Just so, Mr Estey. Morality is “catholic” (universal) in the very broadest sense; & God doesn’t wait for people to become Roman Catholics before making His demands of them. Through conscience, He is already “on the case” of e.g. atheists such as Lord Kevin of Acartia.
As to Dirty Harry, I have yet to see how I did the wrong thing. The bicyclist in question, as I could see from his face, was a basically “nice” fellow who had made a silly but significant mistake in judgement, through impatience; while performing the technically illegal act of riding on the sidewalk. His response to being spread out on it showed him essentially quite harmless. Thanks to quick & decisive punishment, I would guess he is now cured of the temptation ever to make that mistake again.

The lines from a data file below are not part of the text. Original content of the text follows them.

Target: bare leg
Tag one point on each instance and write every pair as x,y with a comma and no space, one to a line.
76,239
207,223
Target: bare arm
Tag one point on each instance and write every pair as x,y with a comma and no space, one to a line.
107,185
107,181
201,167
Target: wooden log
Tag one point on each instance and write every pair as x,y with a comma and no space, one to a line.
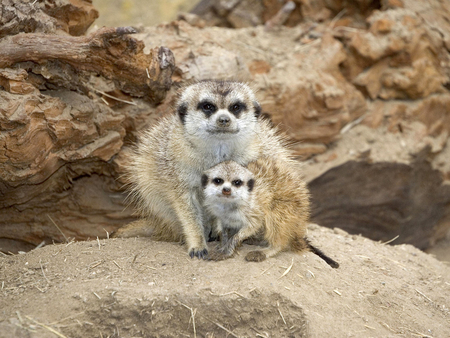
108,51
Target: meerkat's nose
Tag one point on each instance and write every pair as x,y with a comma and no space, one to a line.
223,120
226,191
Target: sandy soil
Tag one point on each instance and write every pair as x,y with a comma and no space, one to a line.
140,288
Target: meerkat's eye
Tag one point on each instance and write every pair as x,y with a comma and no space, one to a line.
237,183
237,108
207,107
217,181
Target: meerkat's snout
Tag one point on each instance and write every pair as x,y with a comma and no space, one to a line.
226,191
223,121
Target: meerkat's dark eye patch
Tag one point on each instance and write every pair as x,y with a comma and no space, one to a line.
237,108
204,180
207,107
217,181
250,184
257,108
237,183
182,112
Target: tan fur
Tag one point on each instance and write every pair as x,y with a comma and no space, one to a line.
165,169
278,205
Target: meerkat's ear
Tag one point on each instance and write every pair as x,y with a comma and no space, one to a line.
182,111
204,180
250,184
257,108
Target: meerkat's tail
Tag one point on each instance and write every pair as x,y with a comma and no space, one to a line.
331,262
302,244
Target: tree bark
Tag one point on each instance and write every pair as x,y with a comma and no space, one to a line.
108,51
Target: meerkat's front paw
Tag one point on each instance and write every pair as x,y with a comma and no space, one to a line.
200,253
255,256
217,255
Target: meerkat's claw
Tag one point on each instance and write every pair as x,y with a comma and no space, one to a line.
218,256
200,254
255,256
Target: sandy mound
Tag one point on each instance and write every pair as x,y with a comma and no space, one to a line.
139,288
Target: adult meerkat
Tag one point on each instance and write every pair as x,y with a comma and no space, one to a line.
215,121
267,197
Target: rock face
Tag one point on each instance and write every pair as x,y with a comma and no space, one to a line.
360,87
134,287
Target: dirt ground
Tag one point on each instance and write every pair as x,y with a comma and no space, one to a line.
140,288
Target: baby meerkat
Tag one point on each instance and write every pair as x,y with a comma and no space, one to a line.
268,197
215,121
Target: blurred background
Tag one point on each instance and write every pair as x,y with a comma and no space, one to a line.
139,12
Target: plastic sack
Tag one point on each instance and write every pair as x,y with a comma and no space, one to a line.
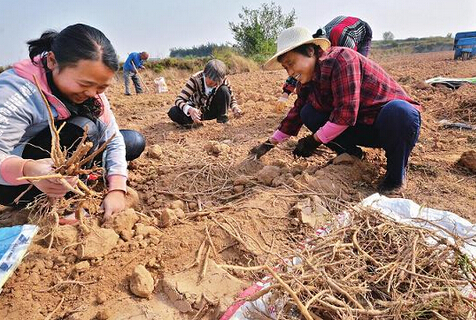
161,86
14,242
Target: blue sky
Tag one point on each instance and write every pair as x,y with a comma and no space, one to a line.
156,26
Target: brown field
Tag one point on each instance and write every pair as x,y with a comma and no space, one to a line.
247,218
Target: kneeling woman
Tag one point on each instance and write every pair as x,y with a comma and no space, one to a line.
73,68
346,100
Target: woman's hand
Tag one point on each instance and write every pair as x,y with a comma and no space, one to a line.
114,202
53,188
237,112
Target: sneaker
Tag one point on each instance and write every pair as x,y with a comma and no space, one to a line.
387,187
192,125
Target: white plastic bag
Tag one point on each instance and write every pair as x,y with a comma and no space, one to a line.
161,85
14,242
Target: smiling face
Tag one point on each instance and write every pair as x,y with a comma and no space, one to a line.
210,83
79,82
299,66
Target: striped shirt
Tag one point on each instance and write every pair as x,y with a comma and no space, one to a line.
348,32
193,94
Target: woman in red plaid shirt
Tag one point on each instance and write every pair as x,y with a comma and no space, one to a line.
346,100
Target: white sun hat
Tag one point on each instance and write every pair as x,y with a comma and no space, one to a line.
292,38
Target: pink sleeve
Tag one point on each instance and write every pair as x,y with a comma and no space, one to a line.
279,136
329,131
11,168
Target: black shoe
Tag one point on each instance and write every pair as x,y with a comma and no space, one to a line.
390,187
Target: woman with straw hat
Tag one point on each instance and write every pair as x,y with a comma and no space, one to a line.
346,100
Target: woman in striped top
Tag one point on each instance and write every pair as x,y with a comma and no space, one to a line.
207,95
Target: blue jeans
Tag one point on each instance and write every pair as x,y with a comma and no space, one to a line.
396,130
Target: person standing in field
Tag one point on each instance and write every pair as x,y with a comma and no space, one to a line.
134,63
342,31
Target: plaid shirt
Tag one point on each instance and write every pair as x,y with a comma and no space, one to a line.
347,85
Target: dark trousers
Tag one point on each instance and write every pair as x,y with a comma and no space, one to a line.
70,136
396,130
135,81
218,109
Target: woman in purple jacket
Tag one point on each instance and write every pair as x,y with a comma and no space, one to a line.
73,67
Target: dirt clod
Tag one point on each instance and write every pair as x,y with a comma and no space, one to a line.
267,174
141,282
155,152
98,243
468,160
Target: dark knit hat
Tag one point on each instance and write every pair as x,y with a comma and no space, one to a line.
215,70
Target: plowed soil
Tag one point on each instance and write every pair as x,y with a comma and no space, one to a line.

And all done without the slightest intervention of the state’s cumbersome bureaucracy, or any permanent physical harm.
Sorry, Mr Speaker, my reference to Mr Callahan was not meant as a rebuke — it was just a spontaneous reaction to a more aggressive than expected pursuit of justice.
I well remember an occasion many years ago via somebody who having lived in China was talking of his experiences per radio broadcast & this gentleman recounted how a well known harem scarem local youth was hurtling on his bicycle and struck an old man creaking across the road. A crowd quickly assembled and made some on the spot decisions. The “living alone” old man’s leg was broken & it was decreed that as soon as he had returned home the youth would move in with him and care for his needs. They started their relationship as enemies but six months on had become inseparable friends. Community natural law and common sense at work pointing to the mistake many non Christians make about authentic Christianity which has nothing to do with building better societies but everything to do with individual salvation from which the by-product is a better society. Remove Redemption from the mix & you have stepped onto the slippery slope — from my perspective we are already half way down it.
I think it’s pressure. We’re being squooze from all sides, and people under pressure behave badly. I am not sure there is an answer. You could ignore the pressure and quit striving so hard, but given most people’s circumstances I am not sure things would be any better. If you really want to be depressed, watch some Japanese science fiction animated movies. That stuff is almost too realistic.